Skin grafts performed with cultured skin substitutes can be inefficient and cause more damage than good to the injured skin, with risks of bleeding, infection and nerve damage. The $15 per square centimeter substitutes also require 3–12 weeks after biopsy before application.

Technology Drives Healing Home

In vivo experiments have shown the positive effects of cellularized bilayer pullulan-gelatin first generation hydrogel in the treatment of burns and other chronic wounds, according to a recent article in Tissue Engineering Part A. The inclusion of Mesenchymal stem cells (MSCs) derived from Wharton's jelly for their long-studied effect on would healing also plays a part in improved wound healing techniques.

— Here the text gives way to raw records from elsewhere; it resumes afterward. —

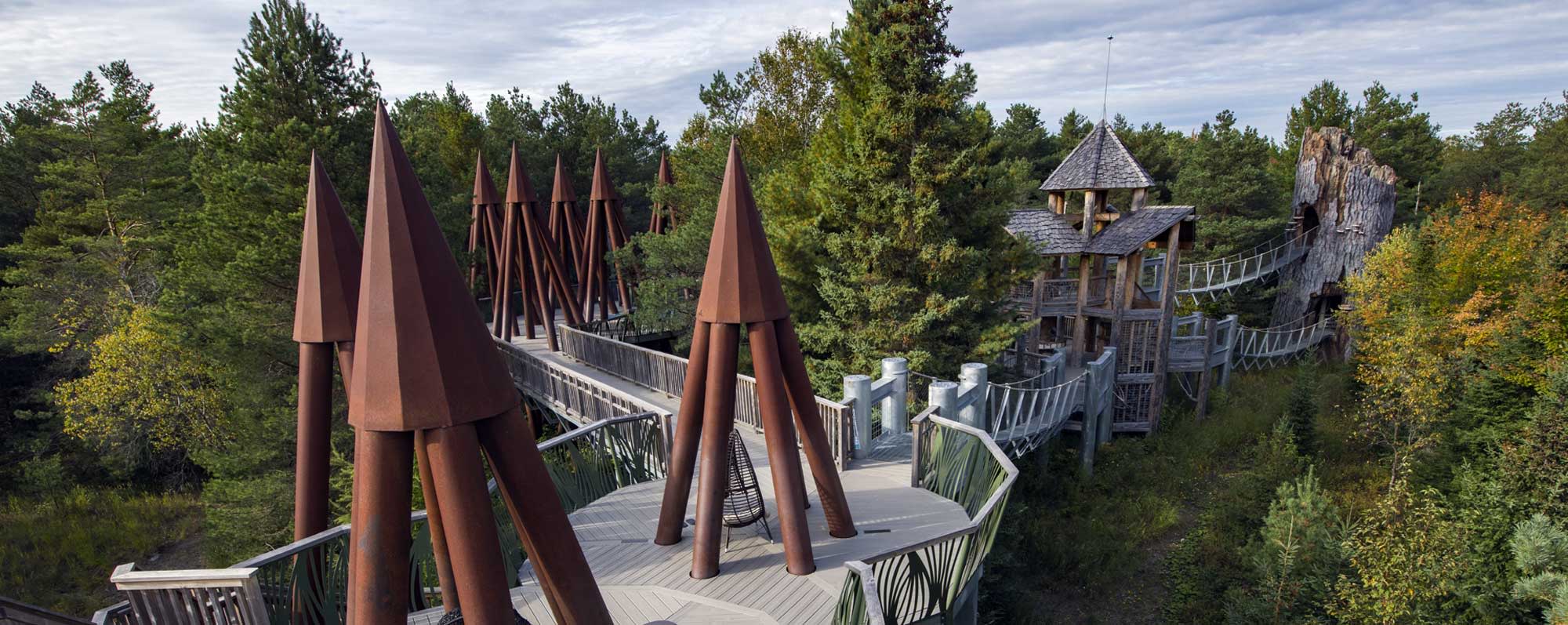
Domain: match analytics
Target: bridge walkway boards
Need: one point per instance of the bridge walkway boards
(647, 583)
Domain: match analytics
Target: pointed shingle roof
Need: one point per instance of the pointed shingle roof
(1047, 230)
(1102, 161)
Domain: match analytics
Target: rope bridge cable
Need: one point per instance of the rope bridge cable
(1280, 344)
(1025, 418)
(1224, 274)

“We not only need proper material in the scaffold of a skin substitute which can provide a niche for stem cells to grow and differentiate but also we need a technology to bring the stem cells together in a special formation which facilitates their growth and differentiation,” said stem cell biologist Saeid Amini-Nik, M.Sc., M.D., Ph.D., and author of several articles on the subject of wound healing.

Amini-Nik and scientists out of the University of Toronto have developed a microfluidic device that incorporates material and cells within a biopolymer sheet controllably, with aims to design a “skin printer.” The biomedical engineering team is working to form a skin substitute capable of accommodating multiple stem cell populations to facilitate healing.